I have a very similar problem like in this question. The difference is that I am dealing with non-linear regression. Moreover, the answer to that question suggests that there should be no difference between fitting to averaged data vs averaging the values from independent fits - in my case I get different results for the same data, so the answer is not valid in my case.
Suppose I have to obtain a single parameter from experimental data using non-linear regression analysis. I have performed multiple repetitions of the experiment, so I have multiple values for each data point. I have two possibilities to obtain the desired parameter:
- Perform the fitting for each data set, then average the obtained parameter
- Average the data, then perform a single fitting
Each approach gives me a different value of the parameter. Clearly, one number must be closer to the true value of the parameter. Which one is valid? Intuitively, when I perform each measurement on separate occasions/days, the first approach seems more reasonable, because the data are independent. However, if I collect the data in a single experiment so the data may be at least partially dependent, the second approach appears more valid.

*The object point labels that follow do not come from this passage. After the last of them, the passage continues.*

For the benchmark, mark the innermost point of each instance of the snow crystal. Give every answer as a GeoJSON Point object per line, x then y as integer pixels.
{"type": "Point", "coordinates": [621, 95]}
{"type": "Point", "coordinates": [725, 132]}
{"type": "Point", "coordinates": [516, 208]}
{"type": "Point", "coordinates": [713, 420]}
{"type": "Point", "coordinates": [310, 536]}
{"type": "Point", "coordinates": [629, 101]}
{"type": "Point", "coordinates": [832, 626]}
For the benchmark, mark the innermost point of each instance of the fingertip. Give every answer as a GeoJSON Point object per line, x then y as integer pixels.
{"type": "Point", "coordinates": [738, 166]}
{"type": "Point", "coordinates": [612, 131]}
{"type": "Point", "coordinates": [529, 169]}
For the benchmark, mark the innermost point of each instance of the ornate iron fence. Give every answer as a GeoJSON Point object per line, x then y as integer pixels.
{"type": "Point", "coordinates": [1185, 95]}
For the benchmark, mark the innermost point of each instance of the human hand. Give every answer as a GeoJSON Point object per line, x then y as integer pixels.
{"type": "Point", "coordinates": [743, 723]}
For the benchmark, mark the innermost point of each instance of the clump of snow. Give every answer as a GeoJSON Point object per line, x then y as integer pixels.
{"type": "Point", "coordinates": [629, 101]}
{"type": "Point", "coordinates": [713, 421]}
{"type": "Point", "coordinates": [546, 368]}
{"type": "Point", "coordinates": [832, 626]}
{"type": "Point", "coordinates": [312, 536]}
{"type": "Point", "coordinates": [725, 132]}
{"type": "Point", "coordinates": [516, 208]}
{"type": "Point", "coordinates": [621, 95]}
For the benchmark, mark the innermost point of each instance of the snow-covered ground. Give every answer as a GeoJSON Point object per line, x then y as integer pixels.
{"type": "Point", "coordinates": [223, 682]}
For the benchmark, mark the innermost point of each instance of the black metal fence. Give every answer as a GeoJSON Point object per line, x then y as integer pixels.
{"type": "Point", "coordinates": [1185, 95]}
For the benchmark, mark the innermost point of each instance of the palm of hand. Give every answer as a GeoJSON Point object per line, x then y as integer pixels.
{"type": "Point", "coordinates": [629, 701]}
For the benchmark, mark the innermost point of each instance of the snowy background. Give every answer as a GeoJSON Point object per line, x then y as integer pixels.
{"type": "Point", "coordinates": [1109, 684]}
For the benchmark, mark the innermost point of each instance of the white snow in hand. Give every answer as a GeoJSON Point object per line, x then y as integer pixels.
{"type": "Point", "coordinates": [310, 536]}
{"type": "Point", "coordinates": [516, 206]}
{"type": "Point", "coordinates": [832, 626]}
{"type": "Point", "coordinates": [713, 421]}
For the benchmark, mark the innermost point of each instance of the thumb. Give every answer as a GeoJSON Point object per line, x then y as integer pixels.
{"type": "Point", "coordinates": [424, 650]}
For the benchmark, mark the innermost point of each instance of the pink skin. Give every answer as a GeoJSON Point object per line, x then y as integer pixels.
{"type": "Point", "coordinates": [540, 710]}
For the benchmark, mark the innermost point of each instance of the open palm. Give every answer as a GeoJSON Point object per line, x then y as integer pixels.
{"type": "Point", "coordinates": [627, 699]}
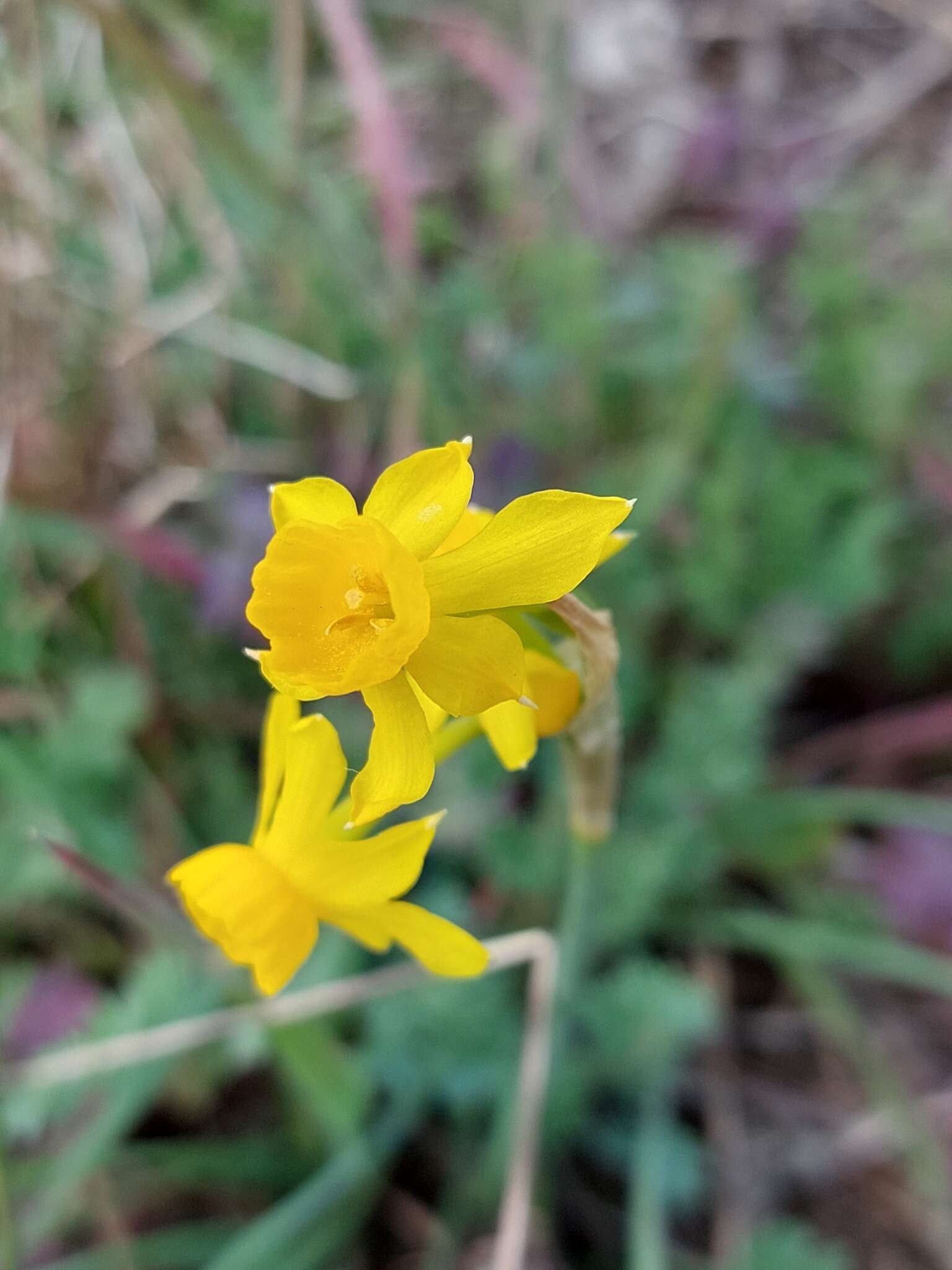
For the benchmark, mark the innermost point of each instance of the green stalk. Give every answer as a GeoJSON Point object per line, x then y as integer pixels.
{"type": "Point", "coordinates": [571, 928]}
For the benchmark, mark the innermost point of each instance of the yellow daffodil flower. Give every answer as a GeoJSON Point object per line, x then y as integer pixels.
{"type": "Point", "coordinates": [369, 602]}
{"type": "Point", "coordinates": [513, 729]}
{"type": "Point", "coordinates": [263, 904]}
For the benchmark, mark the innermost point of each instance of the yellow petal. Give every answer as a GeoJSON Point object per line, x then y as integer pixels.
{"type": "Point", "coordinates": [439, 945]}
{"type": "Point", "coordinates": [512, 733]}
{"type": "Point", "coordinates": [315, 498]}
{"type": "Point", "coordinates": [614, 544]}
{"type": "Point", "coordinates": [366, 928]}
{"type": "Point", "coordinates": [442, 946]}
{"type": "Point", "coordinates": [243, 904]}
{"type": "Point", "coordinates": [280, 718]}
{"type": "Point", "coordinates": [357, 874]}
{"type": "Point", "coordinates": [469, 525]}
{"type": "Point", "coordinates": [555, 689]}
{"type": "Point", "coordinates": [420, 498]}
{"type": "Point", "coordinates": [467, 665]}
{"type": "Point", "coordinates": [535, 550]}
{"type": "Point", "coordinates": [436, 716]}
{"type": "Point", "coordinates": [314, 776]}
{"type": "Point", "coordinates": [342, 605]}
{"type": "Point", "coordinates": [400, 761]}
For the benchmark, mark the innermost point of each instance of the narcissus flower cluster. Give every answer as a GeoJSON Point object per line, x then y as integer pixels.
{"type": "Point", "coordinates": [400, 597]}
{"type": "Point", "coordinates": [419, 602]}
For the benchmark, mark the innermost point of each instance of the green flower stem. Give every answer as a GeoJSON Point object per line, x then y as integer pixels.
{"type": "Point", "coordinates": [571, 929]}
{"type": "Point", "coordinates": [446, 742]}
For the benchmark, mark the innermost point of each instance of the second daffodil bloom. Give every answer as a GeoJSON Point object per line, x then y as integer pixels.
{"type": "Point", "coordinates": [368, 602]}
{"type": "Point", "coordinates": [262, 904]}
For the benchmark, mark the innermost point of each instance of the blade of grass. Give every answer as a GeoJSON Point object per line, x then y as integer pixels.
{"type": "Point", "coordinates": [178, 1248]}
{"type": "Point", "coordinates": [646, 1238]}
{"type": "Point", "coordinates": [273, 1237]}
{"type": "Point", "coordinates": [8, 1231]}
{"type": "Point", "coordinates": [816, 943]}
{"type": "Point", "coordinates": [868, 807]}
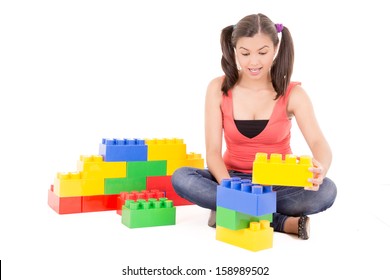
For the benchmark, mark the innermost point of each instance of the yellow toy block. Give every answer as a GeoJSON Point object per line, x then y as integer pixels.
{"type": "Point", "coordinates": [258, 236]}
{"type": "Point", "coordinates": [166, 149]}
{"type": "Point", "coordinates": [73, 184]}
{"type": "Point", "coordinates": [94, 167]}
{"type": "Point", "coordinates": [275, 171]}
{"type": "Point", "coordinates": [192, 160]}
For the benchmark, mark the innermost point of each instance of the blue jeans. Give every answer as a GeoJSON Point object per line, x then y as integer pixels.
{"type": "Point", "coordinates": [200, 187]}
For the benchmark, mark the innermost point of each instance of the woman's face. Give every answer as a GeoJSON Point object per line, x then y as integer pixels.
{"type": "Point", "coordinates": [255, 55]}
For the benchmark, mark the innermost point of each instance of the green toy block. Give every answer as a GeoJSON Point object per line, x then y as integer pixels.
{"type": "Point", "coordinates": [235, 220]}
{"type": "Point", "coordinates": [136, 174]}
{"type": "Point", "coordinates": [118, 185]}
{"type": "Point", "coordinates": [151, 213]}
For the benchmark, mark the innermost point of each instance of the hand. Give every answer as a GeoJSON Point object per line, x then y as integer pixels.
{"type": "Point", "coordinates": [318, 176]}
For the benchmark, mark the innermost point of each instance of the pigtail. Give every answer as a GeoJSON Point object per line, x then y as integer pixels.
{"type": "Point", "coordinates": [228, 60]}
{"type": "Point", "coordinates": [282, 68]}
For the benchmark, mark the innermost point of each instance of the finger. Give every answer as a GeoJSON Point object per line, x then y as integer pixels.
{"type": "Point", "coordinates": [313, 188]}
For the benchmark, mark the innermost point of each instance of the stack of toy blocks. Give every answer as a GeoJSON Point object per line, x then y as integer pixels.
{"type": "Point", "coordinates": [123, 165]}
{"type": "Point", "coordinates": [245, 208]}
{"type": "Point", "coordinates": [244, 213]}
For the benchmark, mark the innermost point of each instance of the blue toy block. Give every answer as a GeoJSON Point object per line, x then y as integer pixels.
{"type": "Point", "coordinates": [123, 149]}
{"type": "Point", "coordinates": [245, 197]}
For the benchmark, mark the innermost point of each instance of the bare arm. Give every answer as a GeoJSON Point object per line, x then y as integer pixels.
{"type": "Point", "coordinates": [301, 107]}
{"type": "Point", "coordinates": [213, 131]}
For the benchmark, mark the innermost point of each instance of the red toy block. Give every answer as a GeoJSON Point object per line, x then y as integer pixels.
{"type": "Point", "coordinates": [64, 205]}
{"type": "Point", "coordinates": [95, 203]}
{"type": "Point", "coordinates": [164, 183]}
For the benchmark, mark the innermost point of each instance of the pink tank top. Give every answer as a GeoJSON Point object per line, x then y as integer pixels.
{"type": "Point", "coordinates": [275, 138]}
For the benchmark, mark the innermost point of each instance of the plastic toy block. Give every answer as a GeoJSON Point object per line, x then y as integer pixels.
{"type": "Point", "coordinates": [234, 220]}
{"type": "Point", "coordinates": [64, 205]}
{"type": "Point", "coordinates": [191, 160]}
{"type": "Point", "coordinates": [118, 185]}
{"type": "Point", "coordinates": [123, 149]}
{"type": "Point", "coordinates": [96, 203]}
{"type": "Point", "coordinates": [136, 174]}
{"type": "Point", "coordinates": [166, 149]}
{"type": "Point", "coordinates": [134, 195]}
{"type": "Point", "coordinates": [291, 171]}
{"type": "Point", "coordinates": [95, 167]}
{"type": "Point", "coordinates": [258, 236]}
{"type": "Point", "coordinates": [73, 184]}
{"type": "Point", "coordinates": [154, 212]}
{"type": "Point", "coordinates": [164, 183]}
{"type": "Point", "coordinates": [245, 197]}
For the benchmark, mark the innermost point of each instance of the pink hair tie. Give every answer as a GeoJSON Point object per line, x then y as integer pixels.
{"type": "Point", "coordinates": [279, 27]}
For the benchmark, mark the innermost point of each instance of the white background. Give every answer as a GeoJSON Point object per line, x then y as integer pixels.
{"type": "Point", "coordinates": [73, 72]}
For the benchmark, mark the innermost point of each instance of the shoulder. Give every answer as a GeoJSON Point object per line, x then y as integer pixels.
{"type": "Point", "coordinates": [214, 88]}
{"type": "Point", "coordinates": [297, 98]}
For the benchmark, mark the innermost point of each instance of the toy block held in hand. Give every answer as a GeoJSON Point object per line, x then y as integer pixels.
{"type": "Point", "coordinates": [258, 236]}
{"type": "Point", "coordinates": [292, 171]}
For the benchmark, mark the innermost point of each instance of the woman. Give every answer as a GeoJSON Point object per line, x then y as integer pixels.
{"type": "Point", "coordinates": [251, 106]}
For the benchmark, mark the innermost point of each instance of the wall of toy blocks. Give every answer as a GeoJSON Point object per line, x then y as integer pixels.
{"type": "Point", "coordinates": [121, 166]}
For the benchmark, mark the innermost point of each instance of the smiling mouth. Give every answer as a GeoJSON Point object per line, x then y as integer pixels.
{"type": "Point", "coordinates": [254, 70]}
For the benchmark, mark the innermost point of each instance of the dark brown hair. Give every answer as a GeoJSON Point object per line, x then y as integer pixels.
{"type": "Point", "coordinates": [249, 26]}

Is there a mathematical argument on which approach is correct?
EDIT: I have a feeling that it doesn't matter what sort of curve I am fitting to, the answer should be correct in general. Anyway, my function is:$$A=A_0-A_0\ \frac{C}{C+k}$$ where $C$ is the independent variable, $A_0$ is fixed and $k$ is the fitted parameter. I am using a global fitting with Levenberg–Marquardt method for several datasets (each datased have a different $A_0$ value). Both $C$ and $A_0$ can have errors. The number of points in each dataset is usually $5$. The number of datasets is $5$ to $10$.